Dieses Thema im Programm: MDR SACHSEN-ANHALT – Das Radio wie wir | 19. Juni 2023 | 16:00 Uhr

168 Kommentare

Troll vor 35 Wochen

Wer profitiert denn am Ende von diesen Subventionen? Die Aktionäre von Intel. Magdeburg war schon vor der Intel Ansiedlung kein schlechter Standort und so wird das Geld an einen Ort investiert, der es eigentlich nicht nötig hat. Schließlich landet dort schon genug unberechtigte Geld durch die Landesregierung.

Jana vor 35 Wochen

@Shantuma:
BASF strukturiert aktuell um und baut trotzdem den Konzern aus.
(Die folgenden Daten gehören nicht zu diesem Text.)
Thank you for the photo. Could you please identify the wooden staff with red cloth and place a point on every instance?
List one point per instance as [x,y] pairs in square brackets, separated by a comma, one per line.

Der Totalverlust der eigenen Investitionen in Russland muss auch erst einmal weggesteckt werden.

In China werden z.B. 10 Mrd investiert und auch in Deutschland redet man nicht wirklich von Entlassungen, sondern davon, dass man Stellen teilweise einfach nicht nachbesetzt.

Sorry, aber da wo man im Osten herumheult, wenn irgendwo Arbeitsplätze über 2 Jahrzehnte wie in der Braunkohle abgebaut werden müssen, ist man es im Westen gewohnt, dass von Jetzt auf Gleich Standortentscheidungen ohne staatliches Subventionspolster tausende Stellen in einer Region wegrationalisieren. Unternehmen wachsen und schrumpfen, aber wenn man sich die vergangenen Jahrzehnte anschaut, dann zeigte die Kurve am Ende immer nach oben und endete nicht olötzlich wie bei der DDR nach einem steilen Abschwung.

Jana vor 35 Wochen

@Goldloeckchen
Da nenne ich sie doch glatt mal einen LÜGNER:
Denken sie die deutsche Automobilindustrie kann ihre Umsätze in einem Nischenmarkt erzielen?

Wenn man die großen Absatzmärkte der deutschen Automobilindustrie betrachtet dann ist in der EU ein Verbrenneraus beschlossen, China hat 2040 für das Aus angepeilt und in den USA sind Flottengrenzwerte beshclossen worden, die nur bei einem Elektroanteil von ca. 67% erreicht werden können.

Wir leben nicht mehr in der DDR, wo man froh war irgendwa szu produzieren, egal ob die Leute das wollten oder nicht.